Cassandra fischiò, impressionata. 

«Bello, vero? Quando sono venuto su dal Regno di Napoli, l’anno scorso, il Gran Consiglio per tenermi qui mi ha comprato questo posticino niente male. E dovete vedere quanto mi pagano bene per i miei servizi! Ho fatto un vero affare!»

«Vedo che non è cambiato molto» commentò Lorenzo, osservando quell’opulenza con diffidenza.

Chiara aggrottò la fronte, confusa. Fu Edoardo a spiegare cosa intendesse. «Pagano bene anche Genny, al Gran Consiglio. Ha una parcella stellare per le sue visioni del futuro. In un conto nascosto ai suoi genitori ha accumulato già migliaia di euro.»

Chiara fece una smorfia colpita. Gennaro non dava l’impressione  di essere ricco, andava sempre a scuola vestito con felpe oversize in inverno e magliette con stampe buffe in estate, non aveva il motorino e per la ricreazione portava sempre il cibo fatto a mano dalla mamma. 

«Venite, vi mostro le stanze. I servizi invece sono fuori in giardino. Lo so, non siete abituati a uscire fuori per i vostri bisogni, ma qui si userà così ancora per un po’. Le stanze sono fornite anche di vasi da notte comunque, anche se mi è sembrato di capire che non li userete. Sapete, non ho sbirciato molto il futuro per queste faccende, la gente lo trova inappropriato e imbarazzante.»

«Perché lo è» commentò Cassandra.

Umberto la ignorò e attraversò la ricca e stretta stanza sino a un corridoio con delle scale strette e molto ripide. Le imboccarono, il sole delle finestre le faceva scintillare davanti ai loro occhi, sinché non arrivarono al piano superiore.

Quel piccolo pianerottolo aveva lo spazio solo per una porta che conduceva a una camera, nulla più.

«Al terzo piano c’è la mia stanza, al piano di sopra quella dei ragazzi» disse, indicando le scale che salivano ancora. «Mentre questa è la stanza delle ragazze.»

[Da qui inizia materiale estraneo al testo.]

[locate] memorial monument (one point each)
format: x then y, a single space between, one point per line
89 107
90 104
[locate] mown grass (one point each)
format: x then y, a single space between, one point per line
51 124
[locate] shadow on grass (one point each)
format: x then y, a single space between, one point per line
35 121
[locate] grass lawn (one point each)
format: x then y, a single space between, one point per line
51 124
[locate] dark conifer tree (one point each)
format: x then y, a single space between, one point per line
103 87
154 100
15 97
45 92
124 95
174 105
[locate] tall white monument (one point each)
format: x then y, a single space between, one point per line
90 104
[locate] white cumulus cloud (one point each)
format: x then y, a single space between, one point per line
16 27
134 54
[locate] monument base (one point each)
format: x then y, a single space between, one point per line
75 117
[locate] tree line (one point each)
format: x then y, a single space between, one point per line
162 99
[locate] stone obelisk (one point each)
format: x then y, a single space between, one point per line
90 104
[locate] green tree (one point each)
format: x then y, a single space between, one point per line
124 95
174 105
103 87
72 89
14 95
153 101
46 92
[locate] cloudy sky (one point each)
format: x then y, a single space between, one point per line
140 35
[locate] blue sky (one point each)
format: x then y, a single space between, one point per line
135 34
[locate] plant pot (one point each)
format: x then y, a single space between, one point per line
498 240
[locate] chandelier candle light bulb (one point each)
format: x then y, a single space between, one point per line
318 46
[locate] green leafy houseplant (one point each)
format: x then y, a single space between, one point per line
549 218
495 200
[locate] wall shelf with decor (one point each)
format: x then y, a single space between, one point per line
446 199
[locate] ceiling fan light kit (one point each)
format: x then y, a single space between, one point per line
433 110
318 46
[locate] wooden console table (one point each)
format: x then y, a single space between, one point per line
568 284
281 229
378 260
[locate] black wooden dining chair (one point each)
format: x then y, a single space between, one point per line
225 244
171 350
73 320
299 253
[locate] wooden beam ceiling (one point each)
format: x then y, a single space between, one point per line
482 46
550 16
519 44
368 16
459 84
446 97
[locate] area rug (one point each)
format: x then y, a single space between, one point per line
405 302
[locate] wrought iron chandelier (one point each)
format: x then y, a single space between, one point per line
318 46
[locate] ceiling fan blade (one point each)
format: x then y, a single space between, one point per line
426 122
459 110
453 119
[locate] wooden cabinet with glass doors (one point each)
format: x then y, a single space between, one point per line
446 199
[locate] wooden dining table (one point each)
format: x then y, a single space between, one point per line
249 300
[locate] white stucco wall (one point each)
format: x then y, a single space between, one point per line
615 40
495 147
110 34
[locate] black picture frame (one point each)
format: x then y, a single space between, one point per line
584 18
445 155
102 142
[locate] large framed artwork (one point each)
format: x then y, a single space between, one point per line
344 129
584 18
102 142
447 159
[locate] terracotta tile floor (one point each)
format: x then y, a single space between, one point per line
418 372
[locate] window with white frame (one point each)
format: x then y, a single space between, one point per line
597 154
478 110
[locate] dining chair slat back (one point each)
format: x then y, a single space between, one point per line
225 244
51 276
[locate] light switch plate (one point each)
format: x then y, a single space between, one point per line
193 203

Aprì l’unica porta del piano, rivelando una camera da letto. C’erano tre lettini con coperte in broccato scarlatto ricamato in oro, un alto armadio in legno che occupava una parete, una finestra senza vetri con delle grosse sbarre, e con pesanti tende dello stesso rosso delle coperte, e una toeletta con uno specchio opaco che mandava la loro immagine riflessa. Su tutti e tre i letti erano gettati alla rinfusa dei vestiti dell’epoca, Chiara riconobbe corsetti e gonne ampie, si avvicinò per sfiorarne i lembi. 

«Ho dovuto farli fare su misura. Siete… più grandi delle persone di questo tempo. Non so a cosa sia dovuto, forse alla dieta, ma siete altissimi per noi, sapete.»

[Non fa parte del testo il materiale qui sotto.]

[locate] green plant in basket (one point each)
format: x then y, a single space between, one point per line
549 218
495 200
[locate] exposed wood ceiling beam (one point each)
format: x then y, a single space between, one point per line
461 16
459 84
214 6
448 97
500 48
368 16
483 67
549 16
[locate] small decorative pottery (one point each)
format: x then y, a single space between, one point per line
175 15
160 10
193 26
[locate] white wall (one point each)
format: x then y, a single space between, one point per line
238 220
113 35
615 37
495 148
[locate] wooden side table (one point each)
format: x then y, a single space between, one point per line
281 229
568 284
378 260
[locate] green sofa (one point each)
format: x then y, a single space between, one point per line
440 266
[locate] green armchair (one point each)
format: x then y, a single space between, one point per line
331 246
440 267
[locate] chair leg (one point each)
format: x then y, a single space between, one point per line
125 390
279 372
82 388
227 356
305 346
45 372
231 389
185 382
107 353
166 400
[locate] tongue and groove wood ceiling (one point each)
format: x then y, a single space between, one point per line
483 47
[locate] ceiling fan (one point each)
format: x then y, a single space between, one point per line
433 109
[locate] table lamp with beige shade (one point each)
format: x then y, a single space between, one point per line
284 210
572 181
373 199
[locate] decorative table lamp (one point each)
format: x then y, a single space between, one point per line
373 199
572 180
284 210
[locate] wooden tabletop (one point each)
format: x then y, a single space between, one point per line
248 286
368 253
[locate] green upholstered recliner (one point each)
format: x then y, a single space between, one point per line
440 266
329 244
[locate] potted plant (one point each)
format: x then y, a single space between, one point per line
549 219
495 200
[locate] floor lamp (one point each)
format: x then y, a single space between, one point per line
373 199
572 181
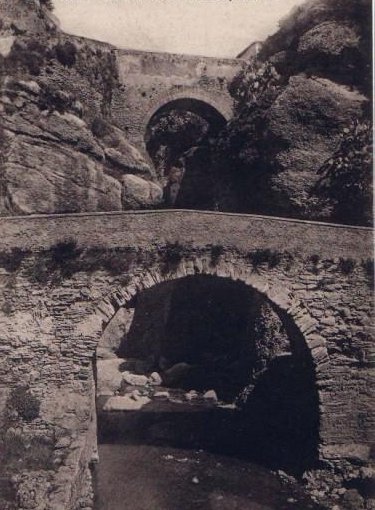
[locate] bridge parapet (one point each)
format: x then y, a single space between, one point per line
149 80
197 228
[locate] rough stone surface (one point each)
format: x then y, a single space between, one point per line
109 376
50 329
125 403
138 193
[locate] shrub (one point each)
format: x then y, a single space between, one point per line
48 4
346 178
66 53
260 257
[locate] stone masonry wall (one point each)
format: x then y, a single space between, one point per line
148 80
55 305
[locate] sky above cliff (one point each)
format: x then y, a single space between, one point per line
220 28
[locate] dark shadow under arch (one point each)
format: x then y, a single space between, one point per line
279 423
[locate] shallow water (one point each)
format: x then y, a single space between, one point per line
151 477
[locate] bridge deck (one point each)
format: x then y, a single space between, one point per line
199 228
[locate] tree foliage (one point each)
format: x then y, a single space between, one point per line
346 178
47 3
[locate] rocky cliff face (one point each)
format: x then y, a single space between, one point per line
293 107
60 151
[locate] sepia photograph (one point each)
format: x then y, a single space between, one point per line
186 255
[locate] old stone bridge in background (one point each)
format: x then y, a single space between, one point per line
151 83
63 278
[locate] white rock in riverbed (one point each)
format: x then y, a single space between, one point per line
155 379
135 379
126 403
210 395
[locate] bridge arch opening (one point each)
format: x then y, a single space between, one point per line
178 139
187 336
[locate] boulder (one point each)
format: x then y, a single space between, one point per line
126 403
210 395
51 161
109 376
174 375
134 379
162 394
137 193
155 379
117 329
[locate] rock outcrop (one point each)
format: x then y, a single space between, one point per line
291 119
60 152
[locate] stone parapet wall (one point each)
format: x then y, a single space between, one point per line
195 228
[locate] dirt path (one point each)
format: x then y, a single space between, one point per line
140 477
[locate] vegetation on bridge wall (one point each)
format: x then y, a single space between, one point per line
288 128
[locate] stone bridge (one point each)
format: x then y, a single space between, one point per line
64 277
153 82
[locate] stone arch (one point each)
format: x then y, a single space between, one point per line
223 106
216 111
285 303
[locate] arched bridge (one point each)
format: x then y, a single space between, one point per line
64 278
150 81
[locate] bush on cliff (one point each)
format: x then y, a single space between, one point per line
48 4
346 178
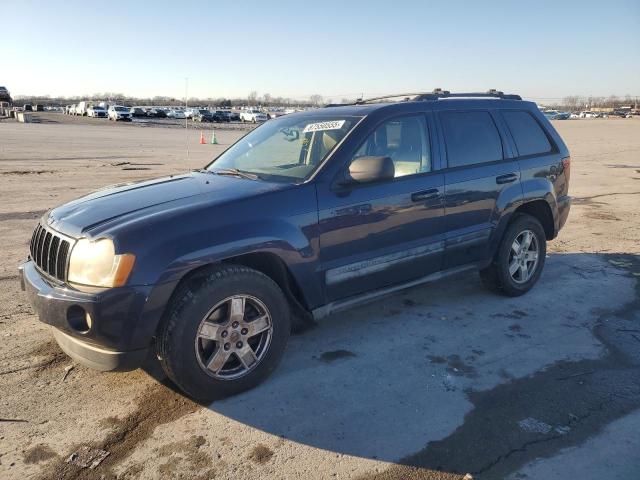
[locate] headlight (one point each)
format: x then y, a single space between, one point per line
94 263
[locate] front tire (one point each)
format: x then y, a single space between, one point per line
519 261
224 332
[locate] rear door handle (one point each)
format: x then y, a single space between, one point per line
425 195
506 178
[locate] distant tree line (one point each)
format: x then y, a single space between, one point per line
253 99
576 103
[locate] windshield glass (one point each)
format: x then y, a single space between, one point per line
287 149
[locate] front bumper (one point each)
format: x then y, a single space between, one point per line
113 342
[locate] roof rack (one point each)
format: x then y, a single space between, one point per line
436 94
493 93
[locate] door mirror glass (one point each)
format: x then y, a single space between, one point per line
369 169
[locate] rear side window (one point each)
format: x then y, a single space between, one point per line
471 138
529 137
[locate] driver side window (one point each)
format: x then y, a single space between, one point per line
405 140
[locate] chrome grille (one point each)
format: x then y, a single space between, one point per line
50 252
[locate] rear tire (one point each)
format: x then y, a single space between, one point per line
519 261
199 325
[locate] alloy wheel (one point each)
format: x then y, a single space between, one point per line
523 257
233 337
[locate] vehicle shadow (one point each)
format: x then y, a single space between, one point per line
383 380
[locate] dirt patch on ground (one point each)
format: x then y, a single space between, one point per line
26 172
157 406
48 356
328 357
260 454
566 403
38 454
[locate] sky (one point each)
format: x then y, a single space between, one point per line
339 49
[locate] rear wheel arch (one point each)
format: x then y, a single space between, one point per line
540 210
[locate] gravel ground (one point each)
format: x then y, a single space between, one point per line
542 386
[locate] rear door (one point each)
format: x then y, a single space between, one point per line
377 235
481 180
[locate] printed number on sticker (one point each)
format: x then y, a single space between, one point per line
321 126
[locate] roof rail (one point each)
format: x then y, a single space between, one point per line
436 94
493 93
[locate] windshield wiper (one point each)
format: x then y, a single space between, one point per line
234 172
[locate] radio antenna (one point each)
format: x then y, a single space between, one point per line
186 121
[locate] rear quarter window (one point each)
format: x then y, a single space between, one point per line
527 133
471 138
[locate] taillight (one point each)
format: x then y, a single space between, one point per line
566 166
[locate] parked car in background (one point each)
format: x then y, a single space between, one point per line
137 112
156 113
96 112
556 115
306 215
82 108
223 115
179 114
202 115
253 116
5 96
119 112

Anche Cassandra iniziò a esplorare la stanza, e Umberto spiegò quello che aveva preparato per loro. Disse loro che avrebbe cercato di adattarsi ai loro gusti in fatto di cibo. Iniziò a parlare loro di come fare a non dare nell’occhio, da chi stare lontano e a chi rivolgersi e come. Fu allora che lui arrivò.

«No» sentirono, e si voltarono verso la fonte della voce. Gennaro stava là, in perfetta salute, e guardava il suo antenato tenendogli puntato il dito contro. «Assolutamente no.»

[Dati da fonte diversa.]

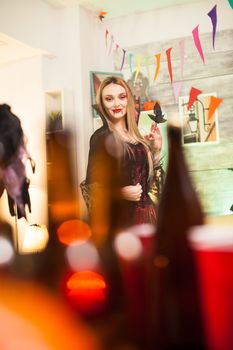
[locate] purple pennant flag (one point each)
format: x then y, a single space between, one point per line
176 89
123 59
130 62
213 15
197 42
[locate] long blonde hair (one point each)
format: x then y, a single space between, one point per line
131 124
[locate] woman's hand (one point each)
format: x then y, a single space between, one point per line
154 138
132 193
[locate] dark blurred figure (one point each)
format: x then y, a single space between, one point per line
13 157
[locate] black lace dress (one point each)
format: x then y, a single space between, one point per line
132 168
135 169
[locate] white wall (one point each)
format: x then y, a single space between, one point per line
168 23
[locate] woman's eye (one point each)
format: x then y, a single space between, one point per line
108 99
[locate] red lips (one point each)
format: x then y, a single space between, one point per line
118 110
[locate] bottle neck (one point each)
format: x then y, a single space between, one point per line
174 136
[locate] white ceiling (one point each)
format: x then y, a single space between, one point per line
13 50
117 8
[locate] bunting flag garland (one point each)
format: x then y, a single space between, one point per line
176 86
168 53
231 3
102 15
193 96
197 42
123 59
106 39
214 103
130 62
138 67
147 67
158 58
213 16
176 89
111 45
181 46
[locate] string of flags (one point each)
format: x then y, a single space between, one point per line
111 44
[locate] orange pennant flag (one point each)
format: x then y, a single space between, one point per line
157 65
214 103
193 96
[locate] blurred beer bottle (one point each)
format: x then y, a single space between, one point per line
178 321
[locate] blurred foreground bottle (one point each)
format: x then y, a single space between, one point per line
178 322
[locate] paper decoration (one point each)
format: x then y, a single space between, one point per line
106 38
147 67
138 67
193 96
176 89
214 103
169 65
157 57
130 62
102 15
181 46
197 42
231 3
213 16
123 59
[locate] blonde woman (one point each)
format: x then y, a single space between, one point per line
135 156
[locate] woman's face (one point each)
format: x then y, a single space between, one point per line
115 101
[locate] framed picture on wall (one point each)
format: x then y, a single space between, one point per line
96 78
198 128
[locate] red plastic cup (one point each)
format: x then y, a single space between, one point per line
213 248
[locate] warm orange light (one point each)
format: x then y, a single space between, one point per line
36 317
72 231
87 291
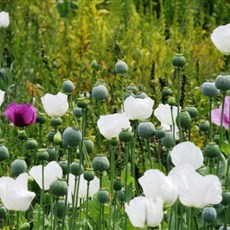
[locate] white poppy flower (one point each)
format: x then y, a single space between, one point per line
52 171
55 105
163 114
94 186
111 125
155 184
187 153
2 94
14 194
221 38
194 189
138 108
4 19
144 212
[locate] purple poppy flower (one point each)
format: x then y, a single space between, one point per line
216 114
21 114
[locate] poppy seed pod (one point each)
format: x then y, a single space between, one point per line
185 119
146 129
99 91
89 174
125 136
204 126
59 187
42 155
72 137
31 144
178 60
209 214
4 152
212 150
18 166
121 67
100 163
103 196
209 89
59 208
222 82
76 168
168 140
68 86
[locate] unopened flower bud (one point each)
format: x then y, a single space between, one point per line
4 152
89 174
121 67
100 163
209 214
59 187
103 196
18 166
76 168
146 129
68 86
99 91
72 137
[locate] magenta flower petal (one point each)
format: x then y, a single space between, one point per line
21 114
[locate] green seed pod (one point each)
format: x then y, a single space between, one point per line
204 126
41 118
100 163
82 102
59 209
31 144
89 174
68 86
99 92
209 89
55 121
57 139
125 136
192 110
72 137
212 150
121 67
76 168
52 154
42 155
225 198
89 145
209 214
178 60
18 166
59 187
160 133
25 226
222 82
185 119
168 140
117 185
77 112
103 196
121 195
2 212
146 129
4 152
64 166
166 92
22 135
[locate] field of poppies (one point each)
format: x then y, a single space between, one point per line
114 115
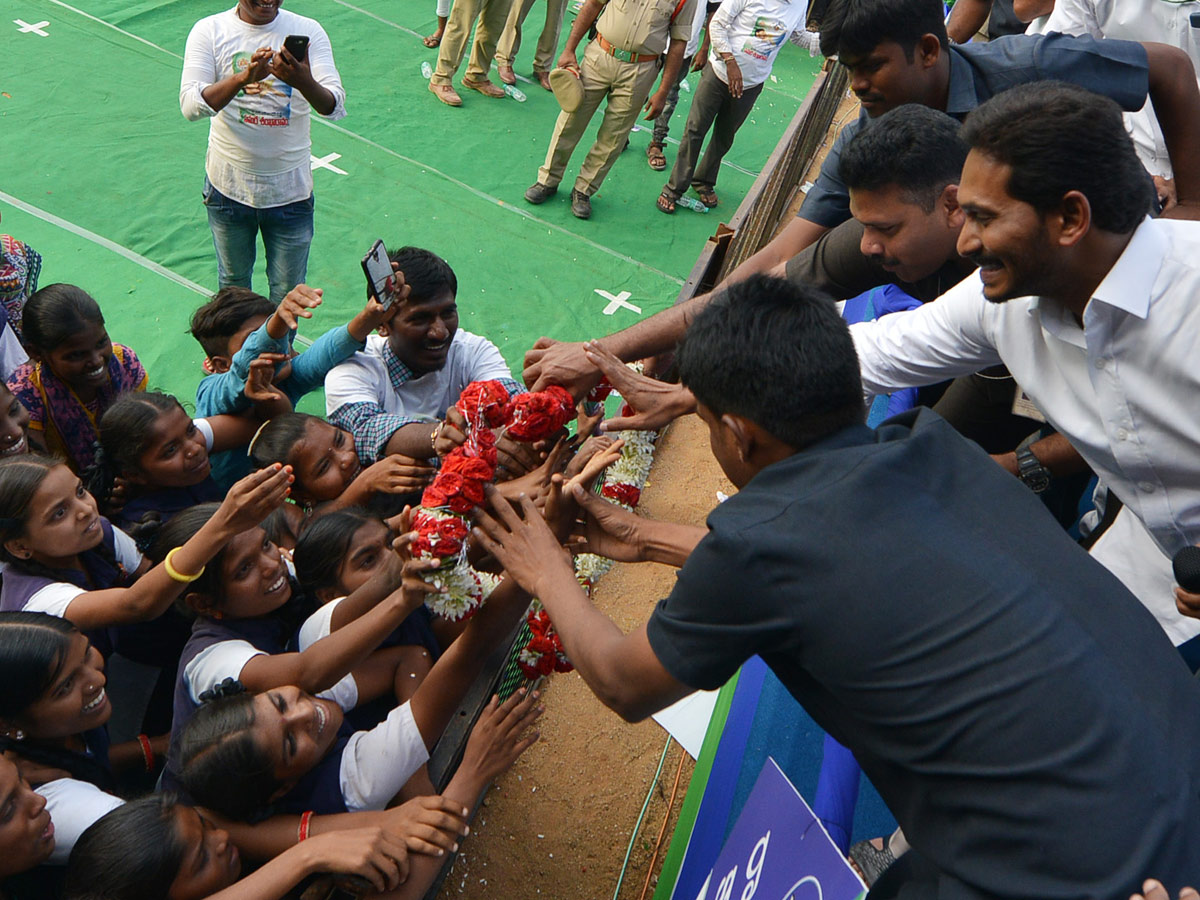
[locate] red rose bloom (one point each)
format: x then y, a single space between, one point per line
537 417
623 493
469 467
484 402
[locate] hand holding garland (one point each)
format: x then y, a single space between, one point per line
621 670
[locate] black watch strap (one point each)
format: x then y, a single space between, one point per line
1035 475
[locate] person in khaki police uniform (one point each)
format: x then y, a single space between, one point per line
492 15
621 64
547 42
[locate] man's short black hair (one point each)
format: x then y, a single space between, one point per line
1060 137
858 27
778 354
427 274
913 147
225 316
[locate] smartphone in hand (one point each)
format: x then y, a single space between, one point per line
377 268
298 46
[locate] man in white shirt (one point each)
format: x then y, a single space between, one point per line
393 396
1162 21
1090 305
259 96
745 39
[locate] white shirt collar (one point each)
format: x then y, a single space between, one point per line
1131 280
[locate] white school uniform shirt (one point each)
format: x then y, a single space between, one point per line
1123 388
226 659
55 598
376 763
73 807
754 30
364 378
1145 21
259 144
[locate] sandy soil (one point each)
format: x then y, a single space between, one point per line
558 823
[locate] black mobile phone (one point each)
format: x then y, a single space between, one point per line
298 46
378 270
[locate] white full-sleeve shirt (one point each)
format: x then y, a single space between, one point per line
1123 388
259 144
754 31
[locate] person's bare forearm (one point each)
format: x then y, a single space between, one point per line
1176 97
591 639
1029 10
670 543
1054 451
966 18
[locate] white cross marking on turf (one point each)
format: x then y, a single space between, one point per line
327 162
616 303
25 28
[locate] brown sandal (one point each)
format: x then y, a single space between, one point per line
655 156
707 196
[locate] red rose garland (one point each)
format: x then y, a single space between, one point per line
441 522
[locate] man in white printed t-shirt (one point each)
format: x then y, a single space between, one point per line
745 37
393 396
259 96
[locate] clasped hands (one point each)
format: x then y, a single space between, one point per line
529 545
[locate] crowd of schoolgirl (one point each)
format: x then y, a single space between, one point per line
256 561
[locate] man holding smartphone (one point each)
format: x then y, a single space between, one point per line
258 95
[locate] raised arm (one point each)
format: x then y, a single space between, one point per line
247 503
331 658
622 670
1173 89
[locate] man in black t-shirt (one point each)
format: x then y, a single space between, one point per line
1021 714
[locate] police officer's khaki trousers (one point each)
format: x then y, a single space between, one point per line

Il sorriso di Umberto si fece più tirato. «So cosa hai visto, ma…»

«Ho detto no. Dobbiamo evitarlo.»

«Non è detto che accada. Il futuro è volubile, lo sai. Ci sono troppe variabili, quello è solo uno dei futuri possibili.»

«Beh, deve diventare impossibile. Io non voglio.»

«E pensi che io lo voglia? Cercheremo di non farlo avverare nei limiti del nostro potere. Proveremo a impedirlo.»

«Che cosa? Di che state parlando?» chiese Chiara, che iniziava a essere ansiosa a riguardo.